I just shake my head in overwhelmed amazement. To enjoy the capacities of such a mind! And EVEN BETTER, to have as a life Partner One who can ... and is willing to ... participate in such exercises of mental and perceptual hijinks! Well, My Friend ... you are indeed well blessed (and I am [as always] quite impressed!)

Anali said...

Well done! I think this should be a regular post here. Maybe once or twice a month. Was that bossy? I guess I should say that I would enjoy it very much if you would do that again on a regular basis. ; )

Daisy said...

That was great!! Totally unexpected every time. Is that you in your crown?!

Suldog said...

I am, indeed, the one wearing the crown. For the gender-challenged, I am the one on the left.

Janet said...

Brilliant (and thanks for clocking me out slightly late).
You and YOUR WIFE should do this again sometime. Or work up a comedy routine. I think Leno needs a bit of help lately. I like him, but he's no Carson.

Sandi McBride said...

You redeemed yourself for the whole mess by admitting Joe Torre is a baseball god...Joe Torre is my hero...Mac is just a little jealous because I actually plan to meet Joe one day...and what does 42 become when you jump out at it and say boo?
6...or sick...good job here Suldog...I was only joking about the redeeming...cept for Joe...there was nothing to redeem!
Sandi

Suldog said...

I think even the most ardent Red Sox fans (maybe particularly the most ardent) have big-time respect for Joe Torre. The man is a class act.

david mcmahon said...

I vote for you.

Chris Stone said...

very fun post! liked them all...

42 squared has me stumped too.

GreenJello said...

I think the best one was "relativity". That made me laugh right out loud, even sitting here at my desk at work. :)

Braja said...

Evening, sir. :) Thanks for comin' by. Make it a habit. Or else.

connie/mom said...

This is not very good, but I thought I'd jump in and try it.

A. 42 squared
Q. What does an older hip dude become when he puts on his Nehru jacket.

Suldog said...

Mom - You no doubt remember when Dad bought one? It was actually during a time period when it could have been considered hip, but still.

Suldog said...

Braja - Same to you, sister.

Betty said...

Now you've done it! Made me laugh so hard milk spurted from my nose! This is just too much fun for we readers...and seems to have been great fun for you and Ms. Suldog. May we play again soon? Could we try it using the funny word verifications which pop up? Some of them are a hoot in their own right!

Betty said...

Had to come back and tell you my word verification is dophuced....depending on your pronunciation, this one has endless possibilities, eh?

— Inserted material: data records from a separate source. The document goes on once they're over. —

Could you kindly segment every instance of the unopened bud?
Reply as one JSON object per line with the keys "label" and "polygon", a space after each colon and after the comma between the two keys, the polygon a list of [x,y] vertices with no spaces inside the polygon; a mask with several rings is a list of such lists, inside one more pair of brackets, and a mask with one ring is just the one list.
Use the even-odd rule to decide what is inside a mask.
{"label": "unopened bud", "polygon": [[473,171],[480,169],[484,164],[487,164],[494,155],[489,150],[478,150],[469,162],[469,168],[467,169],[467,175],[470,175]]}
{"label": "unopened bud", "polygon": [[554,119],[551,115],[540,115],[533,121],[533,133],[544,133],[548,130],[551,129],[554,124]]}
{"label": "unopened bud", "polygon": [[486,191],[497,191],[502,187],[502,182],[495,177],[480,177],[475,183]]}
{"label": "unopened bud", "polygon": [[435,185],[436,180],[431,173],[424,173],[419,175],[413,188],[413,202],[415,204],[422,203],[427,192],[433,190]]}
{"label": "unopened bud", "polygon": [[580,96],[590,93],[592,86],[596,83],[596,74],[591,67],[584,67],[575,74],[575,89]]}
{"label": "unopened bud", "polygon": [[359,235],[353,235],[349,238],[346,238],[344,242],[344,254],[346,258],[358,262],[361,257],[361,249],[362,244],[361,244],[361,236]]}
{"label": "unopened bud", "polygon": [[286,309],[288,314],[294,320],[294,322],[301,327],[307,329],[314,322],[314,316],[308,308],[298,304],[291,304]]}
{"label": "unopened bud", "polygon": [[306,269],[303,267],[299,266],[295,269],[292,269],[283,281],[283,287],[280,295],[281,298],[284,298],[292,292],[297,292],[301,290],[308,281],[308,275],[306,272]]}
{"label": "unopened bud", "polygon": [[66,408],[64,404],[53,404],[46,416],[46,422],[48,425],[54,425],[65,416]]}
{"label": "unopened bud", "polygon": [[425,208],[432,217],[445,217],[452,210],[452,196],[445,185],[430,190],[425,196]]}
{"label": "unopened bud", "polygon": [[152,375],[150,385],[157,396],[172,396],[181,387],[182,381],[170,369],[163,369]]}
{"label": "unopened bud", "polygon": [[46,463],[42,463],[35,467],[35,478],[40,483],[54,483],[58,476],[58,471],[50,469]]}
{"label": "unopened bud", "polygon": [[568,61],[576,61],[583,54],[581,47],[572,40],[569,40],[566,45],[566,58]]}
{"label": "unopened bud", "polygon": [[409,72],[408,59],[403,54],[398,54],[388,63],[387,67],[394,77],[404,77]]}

Meredith Teagarden said...

Well done to both you and YOUR WONDROUS WIFE!

Hilary said...

Oh bad me! I'm usually so good with puns/play on words, and your (or maybe it was YOUR WIFE's) answer for "dry, red wine" had me scratching my head - then it suddenly hit me just now. I feel like such a dope! That was a VERY GOOD ONE!

Jenn said...

A: Relativity

Q: What do you call a Christmas display that features little figurines of your own family?


My favorite! These are all fantastic though, so punny!

Nice job with 42 squared Elaine, love it.

As a DIE HARD Sox fan I only have respect for Torre now that he is not with the Yankees and winning ring after ring. Although it was not him per se it was his direction that led them to kicking our sorry asses in the first place. In LA he is definitely a class act and terrific manager.